O documento foi assinado no Palácio do Planalto às 15h30, durante uma coletiva de imprensa que contou com a presença do ministro da Economia, Fernando Haddad. A ação também inclui a criação de um canal de consulta digital para que vendedores possam validar a nova classificação fiscal dos produtos. A expectativa é que a medida traga mais competitividade ao mercado interno, ao reduzir o preço final para o consumidor e simplificar o processo de compliance para os sellers.
O que muda para quem vende online
Para os vendedores que operam no Mercado Livre, Shopee e TikTok Shop, a extinção da taxa das blusinhas significa uma diminuição imediata nos custos operacionais. A economia pode ser repassada ao cliente, aumentando a margem de lucro ou permitindo campanhas promocionais mais agressivas. Além disso, a simplificação da tributação reduz a necessidade de consultorias fiscais especializadas, o que beneficia especialmente os microempreendedores individuais (MEIs) que vendem moda em escala reduzida.
Outra mudança relevante é a adequação dos sistemas de gestão de estoque e precificação das plataformas. As APIs de cálculo de impostos deverão ser atualizadas para refletir a nova base de cálculo, evitando erros de cobrança que poderiam gerar autuações. Os sellers precisam revisar seus relatórios de vendas e ajustar as tags de produto para garantir que a classificação esteja correta.
- Redução de até 2,5% nos custos de cada venda de vestuário feminino.
- Maior competitividade de preço frente a concorrentes internacionais.

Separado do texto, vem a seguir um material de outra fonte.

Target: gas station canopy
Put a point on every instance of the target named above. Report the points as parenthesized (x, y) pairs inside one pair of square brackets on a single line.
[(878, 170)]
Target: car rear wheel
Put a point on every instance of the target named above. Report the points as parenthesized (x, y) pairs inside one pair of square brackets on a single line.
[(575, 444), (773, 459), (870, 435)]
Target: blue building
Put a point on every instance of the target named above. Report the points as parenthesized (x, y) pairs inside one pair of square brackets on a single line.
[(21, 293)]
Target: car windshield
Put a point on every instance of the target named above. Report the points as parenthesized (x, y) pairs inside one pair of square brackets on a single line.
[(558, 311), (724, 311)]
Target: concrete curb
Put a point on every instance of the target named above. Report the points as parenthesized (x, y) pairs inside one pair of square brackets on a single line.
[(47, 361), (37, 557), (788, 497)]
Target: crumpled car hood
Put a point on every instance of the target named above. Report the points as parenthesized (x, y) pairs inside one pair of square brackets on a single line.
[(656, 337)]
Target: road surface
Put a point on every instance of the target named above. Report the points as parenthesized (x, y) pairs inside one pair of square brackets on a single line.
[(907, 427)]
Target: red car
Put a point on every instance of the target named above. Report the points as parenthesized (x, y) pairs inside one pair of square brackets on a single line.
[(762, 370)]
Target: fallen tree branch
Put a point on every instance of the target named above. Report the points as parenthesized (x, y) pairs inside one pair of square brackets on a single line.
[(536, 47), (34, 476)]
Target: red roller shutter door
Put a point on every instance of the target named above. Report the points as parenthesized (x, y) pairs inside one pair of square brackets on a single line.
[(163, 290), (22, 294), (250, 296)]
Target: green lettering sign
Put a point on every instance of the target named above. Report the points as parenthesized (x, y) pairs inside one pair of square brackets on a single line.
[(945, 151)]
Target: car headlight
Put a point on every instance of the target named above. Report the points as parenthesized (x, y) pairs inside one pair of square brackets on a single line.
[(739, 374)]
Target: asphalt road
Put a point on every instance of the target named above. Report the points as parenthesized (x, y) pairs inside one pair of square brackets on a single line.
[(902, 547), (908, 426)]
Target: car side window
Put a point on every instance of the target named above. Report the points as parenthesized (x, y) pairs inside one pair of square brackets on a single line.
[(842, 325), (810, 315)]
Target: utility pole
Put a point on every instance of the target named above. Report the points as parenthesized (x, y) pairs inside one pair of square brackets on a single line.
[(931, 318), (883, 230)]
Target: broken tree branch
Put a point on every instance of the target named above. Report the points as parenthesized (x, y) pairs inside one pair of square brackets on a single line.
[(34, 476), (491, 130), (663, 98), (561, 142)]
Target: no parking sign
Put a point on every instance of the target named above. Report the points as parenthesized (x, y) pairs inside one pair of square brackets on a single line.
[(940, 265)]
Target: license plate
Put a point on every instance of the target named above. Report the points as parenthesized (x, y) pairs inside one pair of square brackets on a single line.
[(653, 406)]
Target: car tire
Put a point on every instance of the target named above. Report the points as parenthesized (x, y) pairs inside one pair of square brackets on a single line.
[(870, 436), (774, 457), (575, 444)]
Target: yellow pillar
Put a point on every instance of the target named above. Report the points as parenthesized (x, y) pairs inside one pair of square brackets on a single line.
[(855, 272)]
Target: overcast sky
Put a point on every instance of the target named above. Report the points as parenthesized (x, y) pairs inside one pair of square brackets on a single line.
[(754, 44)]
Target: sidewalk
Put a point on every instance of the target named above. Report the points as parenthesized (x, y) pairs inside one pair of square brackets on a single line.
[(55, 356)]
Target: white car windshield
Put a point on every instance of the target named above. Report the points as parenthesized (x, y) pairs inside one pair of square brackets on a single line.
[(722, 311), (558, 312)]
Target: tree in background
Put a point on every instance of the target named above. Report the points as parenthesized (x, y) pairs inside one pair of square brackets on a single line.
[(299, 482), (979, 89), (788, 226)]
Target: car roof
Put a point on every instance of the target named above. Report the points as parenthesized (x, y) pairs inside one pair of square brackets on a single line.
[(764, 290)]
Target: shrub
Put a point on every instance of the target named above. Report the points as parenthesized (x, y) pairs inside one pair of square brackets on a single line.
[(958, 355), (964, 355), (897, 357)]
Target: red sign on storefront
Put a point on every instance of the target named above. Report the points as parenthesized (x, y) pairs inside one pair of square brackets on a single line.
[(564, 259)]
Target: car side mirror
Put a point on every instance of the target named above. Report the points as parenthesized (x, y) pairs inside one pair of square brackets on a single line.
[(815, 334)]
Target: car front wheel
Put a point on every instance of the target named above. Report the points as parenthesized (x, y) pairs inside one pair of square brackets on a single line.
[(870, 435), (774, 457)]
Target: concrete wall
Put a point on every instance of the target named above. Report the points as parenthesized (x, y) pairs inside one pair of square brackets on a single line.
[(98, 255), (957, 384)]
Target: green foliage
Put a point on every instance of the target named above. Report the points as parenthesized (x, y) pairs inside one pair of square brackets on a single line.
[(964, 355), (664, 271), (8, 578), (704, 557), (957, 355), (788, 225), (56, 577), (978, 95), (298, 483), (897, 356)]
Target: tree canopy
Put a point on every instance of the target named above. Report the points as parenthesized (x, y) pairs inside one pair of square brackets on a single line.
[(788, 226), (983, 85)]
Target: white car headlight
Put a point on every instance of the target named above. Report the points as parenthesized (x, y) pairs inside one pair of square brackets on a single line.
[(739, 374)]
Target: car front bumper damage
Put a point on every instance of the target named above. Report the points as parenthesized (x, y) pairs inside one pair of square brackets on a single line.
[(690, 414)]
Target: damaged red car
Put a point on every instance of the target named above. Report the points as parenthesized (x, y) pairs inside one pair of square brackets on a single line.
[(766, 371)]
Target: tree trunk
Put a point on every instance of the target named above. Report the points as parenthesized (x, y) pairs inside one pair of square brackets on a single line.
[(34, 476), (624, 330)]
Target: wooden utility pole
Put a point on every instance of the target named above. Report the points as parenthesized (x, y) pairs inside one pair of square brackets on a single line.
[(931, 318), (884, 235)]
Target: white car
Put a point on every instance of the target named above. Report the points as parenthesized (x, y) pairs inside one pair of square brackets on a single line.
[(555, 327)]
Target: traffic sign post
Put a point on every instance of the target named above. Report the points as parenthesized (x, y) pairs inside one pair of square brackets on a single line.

- Menor complexidade na apuração de impostos, diminuindo risco de multas.
Fique de olho
Embora a MP tenha efeito imediato, o Congresso ainda pode propor ajustes que alterem o prazo de validade ou ampliem a isenção para outras categorias de produtos. Os lojistas devem acompanhar as discussões legislativas e as orientações da Receita Federal sobre a nova classificação de NCM (Nomenclatura Comum do Mercosul). Também é recomendável monitorar a reação dos concorrentes e as mudanças nas políticas de frete das plataformas, que podem ser revistas para absorver parte da economia tributária.
Em paralelo, especialistas apontam que a medida pode incentivar a entrada de novos players no segmento de moda online, ampliando a oferta e pressionando ainda mais a necessidade de estratégias de branding e diferenciação de produto. Manter-se atualizado sobre as regras fiscais será crucial para transformar a redução de custos em vantagem competitiva sustentável.